Mills has since retracted this confession. He now claims that the letter to his tax lawyer was based on a “hypothetical” scenario, and he alleges that Italian prosecutors pressured him into signing a false statement.

Mills’s revised position lacks credibility, however; there is nothing in his 2004 letter to suggest he was writing about a hypothetical situation, and he has not explained how Italian prosecutors allegedly coerced him into signing a false statement, given his own legal expertise and the fact that his personal lawyer was present during the interview.

Mills now insists that the £350,000 payment had no connection with Berlusconi and instead came from Diego Attanasio, a Neapolitan shipping magnate. Attanasio has denied this and claims that he could not have made the payment since at the time he was in prison on corruption charges.

Berlusconi has similarly denied the allegations and has accused the Milan-based prosecution team of political bias against him. The prosecution has denied this and has also rejected the Italian prime minister’s charge that the case is being brought forward to coincide with the Italian general election on April 9. Italian authorities have pointed out that Berlusconi and Mills’s cases, which relate to alleged crimes in 1997, must be brought forward rapidly since the Italian prime minister earlier reduced the statute of limitations for such offences to just ten years.

For her part, Jowell has claimed that her husband’s finances were kept separate from her own, and that she was never involved with any of his dealings with Berlusconi. She did, however, co-sign documents which re-mortgaged her and Mills’s North London home in September 2000. The money was then invested in an international hedge fund managed by Sigma Asset Management. Nine weeks later the mortgage was paid off with the £350,000 Italian payment.

According to Italian authorities, the money had first been circulated through seven different international accounts. One investigator described the process as “the craziest, most complex network I have ever seen.”

Mills has denied that any of his financial manoeuvres were aimed at laundering the £350,000. A number of questions, however, remain unanswered. Mills’s claim that the re-mortgage was necessary to take advantage of a limited investment opportunity has been contradicted by Sigma Asset Management, which told the Financial Times that it had no time-limited investment offers at the time Mills mortgaged his home.

Neil McKinnon, hedge fund manager of ECU Group, told the BBC that it was unusual for wealthy investors to take out mortgages for hedge fund investment. “Normally, hedge fund investors who are looking to seek better investment returns have the wherewithal to fund those investments directly without recourse to bank loans or, indeed, mortgage loans,” he explained.

Jowell’s defence rests on her claim that she was not involved in her husband’s financial deals and that he never told her of the £350,000 gift he had received.

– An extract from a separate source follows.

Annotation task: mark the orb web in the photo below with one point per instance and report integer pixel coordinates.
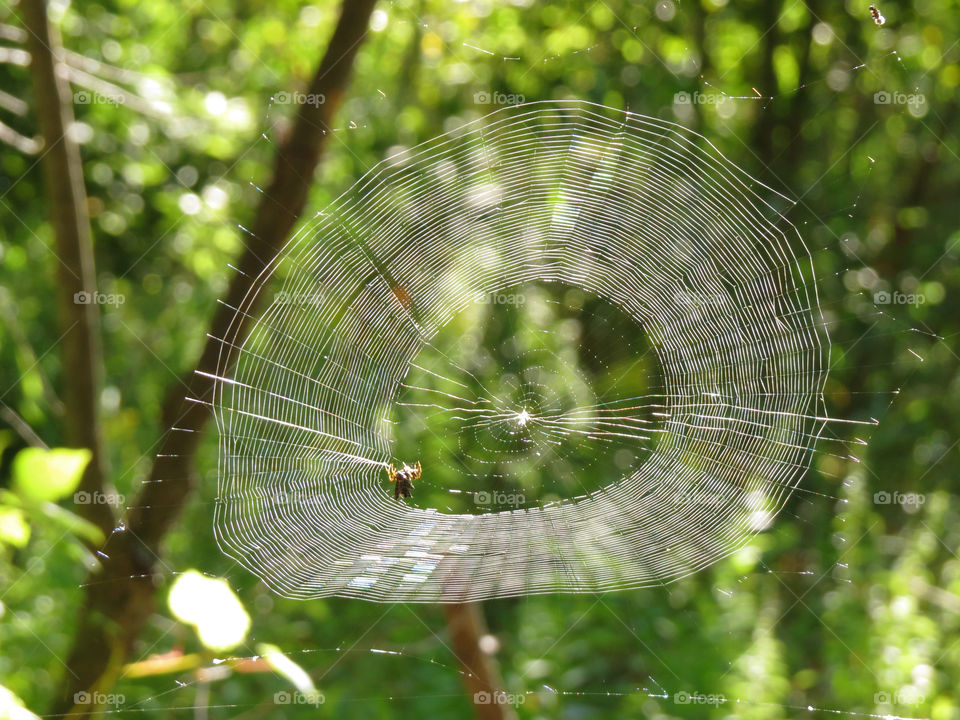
(320, 390)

Her statement reveals the level of disconnect between the government and the mass of the population.

While £350,000 is more money than an ordinary British worker could ever expect to see, for those in the world of finance capital the sum is merely small change. Mills had millions of pounds circulating through a myriad of offshore accounts and hedge funds, and his income was carefully managed to exploit every available tax loophole.

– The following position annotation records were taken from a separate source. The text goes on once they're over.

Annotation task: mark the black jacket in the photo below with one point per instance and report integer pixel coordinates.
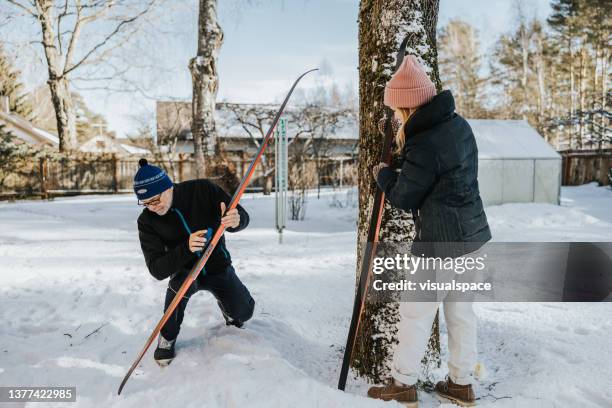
(439, 178)
(164, 239)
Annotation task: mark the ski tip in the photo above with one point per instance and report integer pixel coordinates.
(121, 386)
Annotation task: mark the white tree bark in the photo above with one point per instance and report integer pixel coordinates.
(205, 84)
(383, 24)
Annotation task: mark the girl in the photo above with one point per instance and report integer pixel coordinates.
(438, 183)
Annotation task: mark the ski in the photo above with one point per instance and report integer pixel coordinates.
(370, 250)
(215, 238)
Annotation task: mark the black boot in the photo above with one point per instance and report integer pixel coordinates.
(164, 353)
(228, 319)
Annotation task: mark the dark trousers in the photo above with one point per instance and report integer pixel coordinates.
(226, 287)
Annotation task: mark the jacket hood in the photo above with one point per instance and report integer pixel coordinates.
(440, 109)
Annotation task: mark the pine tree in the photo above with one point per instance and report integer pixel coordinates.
(11, 86)
(460, 66)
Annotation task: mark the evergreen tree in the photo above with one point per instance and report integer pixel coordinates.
(460, 65)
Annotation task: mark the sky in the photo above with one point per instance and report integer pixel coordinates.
(267, 44)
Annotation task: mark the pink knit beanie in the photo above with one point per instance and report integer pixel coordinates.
(409, 87)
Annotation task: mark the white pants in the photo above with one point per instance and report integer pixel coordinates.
(414, 332)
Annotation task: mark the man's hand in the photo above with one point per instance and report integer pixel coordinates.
(377, 169)
(231, 219)
(197, 240)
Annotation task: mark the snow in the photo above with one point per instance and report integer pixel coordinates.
(510, 139)
(77, 304)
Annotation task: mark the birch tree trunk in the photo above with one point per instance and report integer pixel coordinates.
(61, 99)
(382, 26)
(205, 83)
(61, 27)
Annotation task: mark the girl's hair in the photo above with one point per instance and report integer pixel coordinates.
(400, 136)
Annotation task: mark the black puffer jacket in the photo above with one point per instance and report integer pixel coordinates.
(165, 241)
(438, 180)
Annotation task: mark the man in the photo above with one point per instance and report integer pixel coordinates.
(172, 230)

While Blair has backed his culture secretary, Jowell is likely to come under further pressure and may be forced to resign. The British press are scrutinising Mills’s financial interests for any conflicts of interest with Jowell’s ministerial portfolios.

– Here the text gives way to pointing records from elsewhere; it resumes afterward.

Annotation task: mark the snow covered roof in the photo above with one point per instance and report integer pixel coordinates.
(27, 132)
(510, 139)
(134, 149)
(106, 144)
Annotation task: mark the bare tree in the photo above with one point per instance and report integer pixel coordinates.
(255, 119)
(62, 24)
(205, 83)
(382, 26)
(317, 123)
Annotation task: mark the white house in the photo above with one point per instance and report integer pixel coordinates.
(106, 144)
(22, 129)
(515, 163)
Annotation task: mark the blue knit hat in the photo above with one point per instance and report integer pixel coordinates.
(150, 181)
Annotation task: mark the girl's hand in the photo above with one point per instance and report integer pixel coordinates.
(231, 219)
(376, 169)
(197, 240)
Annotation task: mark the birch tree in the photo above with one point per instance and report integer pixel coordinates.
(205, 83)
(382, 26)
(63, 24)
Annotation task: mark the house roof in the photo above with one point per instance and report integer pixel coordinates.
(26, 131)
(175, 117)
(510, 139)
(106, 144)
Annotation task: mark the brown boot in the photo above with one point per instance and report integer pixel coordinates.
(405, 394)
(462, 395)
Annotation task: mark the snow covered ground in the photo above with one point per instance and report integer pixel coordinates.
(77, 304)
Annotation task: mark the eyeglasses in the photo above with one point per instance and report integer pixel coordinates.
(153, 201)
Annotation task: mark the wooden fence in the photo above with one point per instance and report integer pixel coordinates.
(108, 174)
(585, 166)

Mills was not averse to using his political connections to further his investments. Italian prosecutors claim to have 50 different documents where he referred to his wife’s position. “You will also know that I am married to a member of the Cabinet of this country,” he wrote in one letter to Dubai authorities. “I have the support and sympathy of very many people in public life, from the Prime Minister down.”